Television made two records originally, 1977’s Marquee Moon and 1978’s Adventure, each of which was perfect in distinct ways but neither of which impressed enough of the right people to take the band to national stages. Neither album cracked the Billboard 200 in the States or found a foothold on any major radio stations, and so the band just sort of shambled apart. (There was a third and final record years later, 1992’s Television.) They very nearly hated each other, anyhow.
Those first two Television records spent many long, ignominious years in bargain bins, as easy to find and routinely ignored as Boz Scaggs or later-period Kinks LPs while the mythology of Verlaine’s CBGB compatriots like Lou Reed or the Talking Heads only magnified. His solo records, which he released consistently and without fanfare throughout the ’80s, contained excellent, Television-ish rockers like “Breakin’ In My Heart” and “Kingdom Come” (both from 1979’s self-titled) but they often found homes in those same dollar bins.

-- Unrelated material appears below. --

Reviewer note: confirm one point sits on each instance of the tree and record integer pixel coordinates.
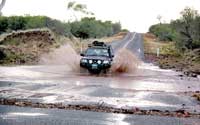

The upside of being a man out of time is that you can never age into the past. Over the next decade, new guitar players kept discovering Verlaine; it’s no surprise that, upon his passing, rock Twitter was a wailing mass of musicians who cited him as their founding spark. Two records, it turns out, is exactly the kind of slim discography that allows for perennial rediscovery: not quite enough to canonize, just enough to be endlessly fascinated by. Wherever you first encountered Tom Verlaine’s guitar—whether it was live, on the CBGB stage at the height of New York’s punk explosion, or years later, from a record bin or a college radio station—his playing stood not just out, but apart, like a giant lion licking its paws. Few people’s influence spread as far and as wide as Verlaine’s, or as quietly. Somewhere in that tone lurked an idea about the guitar, one that no one had ever formulated quite the same way.